Bobo’s car was at the curb. He unlocked the door.
“I’m on it,” he said, his voice turning chilly. “You don’t have to bust my balls.”
“Very nice car,” I said. “You got it where?”
“My parents.”
“Your parents are doing so well?”
“Fuck you.”
“Give it a break, Bobo. Relax.”
“No, I don’t want to fucking give it a break. My pop opened another dry-cleaning place. Why? You think because my parents are living in Brighton Beach, they’re crooked? Because I’m living at home I’m in on some game, too? I stay there to help out with my mom who has arthritis bad, right? The car was a present, right? It was my birthday present.”
“Forget it.”
“No. Let’s discuss. I take a lot of shit from you, okay, so I learn this way.
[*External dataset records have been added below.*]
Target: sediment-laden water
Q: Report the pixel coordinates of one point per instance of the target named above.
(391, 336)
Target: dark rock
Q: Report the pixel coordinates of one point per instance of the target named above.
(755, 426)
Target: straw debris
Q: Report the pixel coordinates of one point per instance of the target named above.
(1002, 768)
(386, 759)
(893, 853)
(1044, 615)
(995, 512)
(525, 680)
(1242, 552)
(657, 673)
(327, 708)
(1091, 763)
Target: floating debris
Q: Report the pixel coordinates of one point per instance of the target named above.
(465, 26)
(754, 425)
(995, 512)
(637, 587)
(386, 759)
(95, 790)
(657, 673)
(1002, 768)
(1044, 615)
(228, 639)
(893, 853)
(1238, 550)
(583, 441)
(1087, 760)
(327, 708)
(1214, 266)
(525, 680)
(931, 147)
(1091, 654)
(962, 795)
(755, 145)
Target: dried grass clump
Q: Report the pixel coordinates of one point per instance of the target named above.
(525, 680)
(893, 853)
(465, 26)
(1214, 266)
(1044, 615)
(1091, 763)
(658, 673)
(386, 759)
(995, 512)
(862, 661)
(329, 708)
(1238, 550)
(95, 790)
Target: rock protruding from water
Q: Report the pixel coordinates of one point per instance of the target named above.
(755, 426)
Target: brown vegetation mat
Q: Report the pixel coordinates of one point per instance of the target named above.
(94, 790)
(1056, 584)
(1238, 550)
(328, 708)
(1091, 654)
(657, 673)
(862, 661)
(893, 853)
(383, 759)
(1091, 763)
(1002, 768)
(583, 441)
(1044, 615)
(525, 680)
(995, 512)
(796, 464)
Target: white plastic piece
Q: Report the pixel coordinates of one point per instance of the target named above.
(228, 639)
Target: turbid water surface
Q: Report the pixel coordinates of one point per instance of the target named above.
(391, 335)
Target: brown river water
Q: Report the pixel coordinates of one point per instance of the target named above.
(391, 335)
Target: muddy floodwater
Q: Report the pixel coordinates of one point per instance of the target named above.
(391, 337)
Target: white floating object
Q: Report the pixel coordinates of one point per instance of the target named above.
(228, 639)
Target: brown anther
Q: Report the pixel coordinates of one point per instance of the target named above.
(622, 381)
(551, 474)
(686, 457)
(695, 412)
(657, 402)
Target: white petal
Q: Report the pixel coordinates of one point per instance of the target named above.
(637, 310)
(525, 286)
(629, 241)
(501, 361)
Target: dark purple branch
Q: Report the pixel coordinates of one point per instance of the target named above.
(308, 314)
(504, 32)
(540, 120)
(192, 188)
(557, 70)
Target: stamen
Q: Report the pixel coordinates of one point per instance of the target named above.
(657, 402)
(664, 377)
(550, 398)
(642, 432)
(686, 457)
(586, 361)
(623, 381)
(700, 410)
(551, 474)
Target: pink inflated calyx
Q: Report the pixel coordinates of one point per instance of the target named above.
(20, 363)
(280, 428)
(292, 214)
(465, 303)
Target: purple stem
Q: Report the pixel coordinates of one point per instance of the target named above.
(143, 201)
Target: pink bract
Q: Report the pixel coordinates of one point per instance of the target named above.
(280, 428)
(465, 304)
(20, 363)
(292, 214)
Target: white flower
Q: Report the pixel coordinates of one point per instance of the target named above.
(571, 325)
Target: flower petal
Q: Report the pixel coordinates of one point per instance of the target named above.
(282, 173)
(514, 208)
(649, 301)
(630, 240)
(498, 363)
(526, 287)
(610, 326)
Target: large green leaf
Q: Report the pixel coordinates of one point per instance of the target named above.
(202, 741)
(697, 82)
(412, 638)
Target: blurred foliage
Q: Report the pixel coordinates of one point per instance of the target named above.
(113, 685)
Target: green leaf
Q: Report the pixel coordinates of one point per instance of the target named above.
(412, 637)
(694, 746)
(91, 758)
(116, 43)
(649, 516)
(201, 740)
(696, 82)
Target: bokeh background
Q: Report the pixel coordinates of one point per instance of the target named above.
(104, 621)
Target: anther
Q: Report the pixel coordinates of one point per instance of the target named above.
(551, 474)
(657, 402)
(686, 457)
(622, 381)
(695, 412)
But some stuff it’s not okay. Not okay that you think I take money in some way unclean, you know? Not all Russians are corrupted bastards,” he said in English and then switched to Russian, his voice very cold and very low. “You think that all of us are just creeps, I know that, Artemy, I know how you think, you always show it to me, one way or the other. You’ve turned into an American, so for you Russians are gangsters or religious nuts, you’ve forgotten your country, and I don’t care about that, but get off my fucking back. I’m not your kid.”
“Calm down,” I said.
“Sure.”
“One more thing, Bobo.”
“Yeah?”
“You slept with her? You slept with Masha? You had something going on?”
CHAPTER SEVENTEEN
Standing near my car, I opened the package I had taken from the house in Brighton Beach and found a videotape, and a few sheets of paper. I scanned them, and then yelled for Bobo Leven who was climbing into his car. He shut the door and jogged over to me. I held out a piece of paper. He took it, read it, grunted.